Bride and vision have passed away, and I am again alone;
Changed by years; not wiser, I think, but only different grown:
Not so much nearer wisdom is a man than a boy, forsooth,
Though, in scorn of what has come and gone, he hates the ways of his youth.
In seven years, I have heard it said, a soul shall change its frame;
Atom for atom, the man shall be the same, yet not the same;
The last of the ancient ichor shall pass away from his veins,
And a new-born light shall fill the eyes whose earlier lustre wanes.
In seven years, it is written, a man shall shift his mood;
Good shall seem what was evil, and evil the thing that was good:
Ye that welcome the coming and speed the parting guest,
Tell me, O winds of summer! am I not half-confest?
For along the tide of this mellow month new fancies guide my helm,
Another form has entered my heart as rightful queen of the realm;
From under their long black lashes new eyes—half-blue, half-gray—
Pierce through my soul, to drive the ghost of the old love quite away.

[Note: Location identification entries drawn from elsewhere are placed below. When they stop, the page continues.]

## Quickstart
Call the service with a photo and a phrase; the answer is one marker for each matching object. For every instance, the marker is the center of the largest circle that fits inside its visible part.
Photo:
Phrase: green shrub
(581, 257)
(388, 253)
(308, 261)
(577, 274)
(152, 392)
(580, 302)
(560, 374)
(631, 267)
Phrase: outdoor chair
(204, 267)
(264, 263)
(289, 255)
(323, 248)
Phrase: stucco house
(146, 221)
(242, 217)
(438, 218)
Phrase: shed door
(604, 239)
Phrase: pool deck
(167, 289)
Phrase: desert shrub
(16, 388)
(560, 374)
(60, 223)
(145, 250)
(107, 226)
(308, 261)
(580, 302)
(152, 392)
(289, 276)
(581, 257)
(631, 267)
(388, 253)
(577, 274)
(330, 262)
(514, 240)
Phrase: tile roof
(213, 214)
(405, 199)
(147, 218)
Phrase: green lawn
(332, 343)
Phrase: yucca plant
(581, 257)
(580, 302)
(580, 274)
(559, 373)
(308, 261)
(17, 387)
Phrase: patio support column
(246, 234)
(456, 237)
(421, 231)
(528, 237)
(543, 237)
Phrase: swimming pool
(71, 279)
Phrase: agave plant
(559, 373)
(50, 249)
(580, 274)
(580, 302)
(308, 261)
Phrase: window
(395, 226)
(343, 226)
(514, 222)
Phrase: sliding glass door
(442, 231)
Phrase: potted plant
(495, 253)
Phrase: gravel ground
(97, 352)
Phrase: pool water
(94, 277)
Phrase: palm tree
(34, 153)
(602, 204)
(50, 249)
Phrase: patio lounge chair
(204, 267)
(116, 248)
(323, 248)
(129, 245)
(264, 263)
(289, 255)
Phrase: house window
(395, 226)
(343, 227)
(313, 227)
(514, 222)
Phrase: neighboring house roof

Shadow of years! at last it sinks in the sepulchre of the past,—
A gentle image and fair to see; but was my passion so vast?
“For you,” I said, “be you false or true, are ever life of my life!”
Was it myself or another who spoke, and asked her to be his wife?
For here, on the dear old hillside, I lie at rest again,
And think with a quiet self-content of all the passion and pain,
Of the strong resolve and the after-strife; but the vistas round me seem
So little changed that I hardly know if the past is not a dream.
Can I have sailed, for seven years, far out in the open world;
Have tacked and drifted here and there, by eddying currents whirled;
Have gained and lost, and found again; and now, for a respite, come
Once more to the happy scenes of old, and the haven I voyaged from?
Blended, infinite murmurs of True Love’s earliest song,
Where are you slumbering out of the heart that gave you echoes so long?
But chords that have ceased to vibrate the swell of an ancient strain
May thrill with a soulful music when rightly touched again.
Rock and forest and meadow,—landscape perfect and true!
O, if ourselves were tender and all unchangeful as you,
I should not now be dreaming of seven years that have been,
Nor bidding old love good by forever, and letting the new love in!
ESTELLE.
“How came he mad?”—Hamlet.
Of all the beautiful demons who fasten on human hearts
To fetter the bodies and souls of men with exquisite, mocking arts,
The cruellest, and subtlest, and fairest to mortal sight,
Is surely a woman called Estelle, who tortures me day and night.
The first time that I saw her she passed with sweet lips mute,
As if in scorn of the vacant praise of those who made her suit;
A hundred lustres flashed and shone as she rustled through the crowd,
And a passion seized me for her there,—so passionless and proud.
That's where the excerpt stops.